The Orchestra is composed of string instruments. It is a separate class from band but follows much of the same conventions. Students must join in the 6th grade or they will not be allowed to join in the future. The orchestra has less students than the band so it is only split into two orchestras. This is the order of the orchestras:
- Symphony Orchestra (Varsity Orchestra)
- Philharmonic Orchestra (Sub-Varsity Orchestra)
Both orchestras attend their yearly UIL competition. The Orchestra directors and their corresponding orchestras are:
- Carina Parker (Head of Orchestra & Director of Varsity Orchestra)
- Marie Smith Garcia (Director of Sub-Varsity Orchestra)

===Choir===
Choir can be joined at any time during a students time at Apollo and is led by only one teacher, Ms. Sierra Johnson. It is separated into three choirs. This is the order of choirs:
- Concert Choir (Varsity Female Choir)
- Treble Choir (Sub-Varsity Female Choir)
- Tenor/Bass Choir (Varsity Male Choir)

===Theater===
The Apollo Theater Department is led by Ms. Sara Muir. It is organized into 4 classes in total. three classes being the non-competition theater troupe and one class being the competition theater troupe.

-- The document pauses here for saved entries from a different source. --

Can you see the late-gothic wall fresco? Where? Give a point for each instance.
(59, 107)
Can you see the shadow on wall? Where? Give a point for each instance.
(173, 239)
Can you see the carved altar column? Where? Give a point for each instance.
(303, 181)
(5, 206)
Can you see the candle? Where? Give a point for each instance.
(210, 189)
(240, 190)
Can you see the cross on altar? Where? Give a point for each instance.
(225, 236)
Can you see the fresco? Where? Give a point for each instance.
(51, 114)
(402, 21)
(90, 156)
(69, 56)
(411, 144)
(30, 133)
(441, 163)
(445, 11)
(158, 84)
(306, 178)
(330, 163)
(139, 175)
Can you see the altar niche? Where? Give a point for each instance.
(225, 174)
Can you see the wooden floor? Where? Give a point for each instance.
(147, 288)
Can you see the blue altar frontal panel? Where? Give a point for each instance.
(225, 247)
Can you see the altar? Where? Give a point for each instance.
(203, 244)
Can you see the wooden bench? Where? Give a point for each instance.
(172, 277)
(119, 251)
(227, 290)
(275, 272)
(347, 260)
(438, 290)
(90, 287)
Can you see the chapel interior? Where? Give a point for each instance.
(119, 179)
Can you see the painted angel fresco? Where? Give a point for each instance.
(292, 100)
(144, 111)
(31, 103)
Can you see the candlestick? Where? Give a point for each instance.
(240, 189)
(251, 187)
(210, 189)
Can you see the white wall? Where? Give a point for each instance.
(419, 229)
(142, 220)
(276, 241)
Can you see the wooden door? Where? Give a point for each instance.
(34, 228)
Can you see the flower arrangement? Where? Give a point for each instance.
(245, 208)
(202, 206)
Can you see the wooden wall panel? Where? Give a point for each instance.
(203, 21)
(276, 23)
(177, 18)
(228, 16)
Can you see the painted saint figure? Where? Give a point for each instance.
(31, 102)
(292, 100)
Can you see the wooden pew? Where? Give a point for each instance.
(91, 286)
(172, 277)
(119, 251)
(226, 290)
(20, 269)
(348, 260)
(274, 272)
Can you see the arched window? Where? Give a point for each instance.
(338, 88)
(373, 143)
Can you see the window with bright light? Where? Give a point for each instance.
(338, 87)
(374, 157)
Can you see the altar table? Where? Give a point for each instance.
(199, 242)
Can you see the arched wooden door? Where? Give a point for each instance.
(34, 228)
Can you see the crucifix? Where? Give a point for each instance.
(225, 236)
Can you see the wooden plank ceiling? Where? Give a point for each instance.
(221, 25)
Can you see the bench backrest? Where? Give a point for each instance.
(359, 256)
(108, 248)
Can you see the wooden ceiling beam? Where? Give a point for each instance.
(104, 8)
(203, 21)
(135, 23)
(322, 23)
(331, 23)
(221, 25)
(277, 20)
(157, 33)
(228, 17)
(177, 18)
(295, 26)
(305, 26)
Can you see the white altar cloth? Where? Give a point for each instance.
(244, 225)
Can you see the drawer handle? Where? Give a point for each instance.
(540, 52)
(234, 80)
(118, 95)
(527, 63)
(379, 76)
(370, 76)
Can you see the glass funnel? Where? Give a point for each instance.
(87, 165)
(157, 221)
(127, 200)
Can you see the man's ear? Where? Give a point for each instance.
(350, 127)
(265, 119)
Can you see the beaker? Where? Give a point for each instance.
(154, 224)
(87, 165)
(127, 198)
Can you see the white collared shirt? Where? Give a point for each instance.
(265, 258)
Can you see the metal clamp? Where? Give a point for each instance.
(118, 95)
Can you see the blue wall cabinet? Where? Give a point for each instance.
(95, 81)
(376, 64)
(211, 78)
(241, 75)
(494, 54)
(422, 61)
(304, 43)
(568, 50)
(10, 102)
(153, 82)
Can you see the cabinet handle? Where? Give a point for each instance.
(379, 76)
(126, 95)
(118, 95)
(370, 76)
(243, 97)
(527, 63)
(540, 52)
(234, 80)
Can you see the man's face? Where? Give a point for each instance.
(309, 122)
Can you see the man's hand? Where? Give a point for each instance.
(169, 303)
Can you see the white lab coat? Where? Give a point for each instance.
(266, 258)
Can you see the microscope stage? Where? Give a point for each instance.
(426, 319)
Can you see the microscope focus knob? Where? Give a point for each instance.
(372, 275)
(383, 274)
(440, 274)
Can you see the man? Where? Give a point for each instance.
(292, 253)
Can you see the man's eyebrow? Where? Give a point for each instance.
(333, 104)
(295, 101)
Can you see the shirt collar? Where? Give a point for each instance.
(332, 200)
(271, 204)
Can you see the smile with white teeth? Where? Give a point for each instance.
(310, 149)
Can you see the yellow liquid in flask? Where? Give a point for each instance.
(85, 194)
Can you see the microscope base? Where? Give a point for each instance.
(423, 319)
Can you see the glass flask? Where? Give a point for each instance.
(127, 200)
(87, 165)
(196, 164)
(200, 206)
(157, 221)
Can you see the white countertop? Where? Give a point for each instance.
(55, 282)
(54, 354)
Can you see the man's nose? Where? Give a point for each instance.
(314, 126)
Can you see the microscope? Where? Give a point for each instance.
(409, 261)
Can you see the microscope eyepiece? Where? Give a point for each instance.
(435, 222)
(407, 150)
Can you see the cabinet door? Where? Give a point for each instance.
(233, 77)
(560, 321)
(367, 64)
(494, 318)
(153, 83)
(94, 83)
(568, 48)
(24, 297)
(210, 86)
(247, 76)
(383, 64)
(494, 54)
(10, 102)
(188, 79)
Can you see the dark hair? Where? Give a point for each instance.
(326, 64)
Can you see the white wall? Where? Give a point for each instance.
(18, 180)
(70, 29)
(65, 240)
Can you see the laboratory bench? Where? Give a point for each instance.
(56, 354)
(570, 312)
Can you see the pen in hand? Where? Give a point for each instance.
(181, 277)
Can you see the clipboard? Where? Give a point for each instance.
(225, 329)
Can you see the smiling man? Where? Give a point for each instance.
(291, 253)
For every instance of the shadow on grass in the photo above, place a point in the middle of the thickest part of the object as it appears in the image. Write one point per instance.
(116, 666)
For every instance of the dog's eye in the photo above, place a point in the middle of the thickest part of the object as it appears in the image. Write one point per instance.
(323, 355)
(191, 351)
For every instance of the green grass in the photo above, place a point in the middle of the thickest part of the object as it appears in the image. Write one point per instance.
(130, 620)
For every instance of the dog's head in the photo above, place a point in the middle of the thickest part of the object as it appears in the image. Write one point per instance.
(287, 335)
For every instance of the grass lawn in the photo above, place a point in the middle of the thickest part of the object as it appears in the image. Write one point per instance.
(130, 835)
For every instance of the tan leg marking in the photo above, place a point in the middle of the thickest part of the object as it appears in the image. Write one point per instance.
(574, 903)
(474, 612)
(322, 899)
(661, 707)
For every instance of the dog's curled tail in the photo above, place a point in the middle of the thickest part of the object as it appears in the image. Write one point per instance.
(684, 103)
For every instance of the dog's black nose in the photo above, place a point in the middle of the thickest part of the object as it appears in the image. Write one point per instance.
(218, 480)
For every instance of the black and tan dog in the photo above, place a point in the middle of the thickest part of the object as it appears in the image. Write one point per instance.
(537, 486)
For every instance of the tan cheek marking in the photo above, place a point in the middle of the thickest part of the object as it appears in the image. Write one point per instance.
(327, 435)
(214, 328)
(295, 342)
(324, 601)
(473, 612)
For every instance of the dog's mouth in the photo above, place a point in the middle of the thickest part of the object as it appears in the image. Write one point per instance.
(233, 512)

Here is it visualized as a list like the rest of the fine arts sections:
- Advanced Theater (Competition Troupe)
- Intro Theater (Non-Competition Troupe)
Students must complete one year of Intro Theater to progress to Advanced Theater unless they get invited to Advanced Theater by the theater director.

===Requirements===
Most students at Apollo are required to take one year of a fine arts course to progress to High School.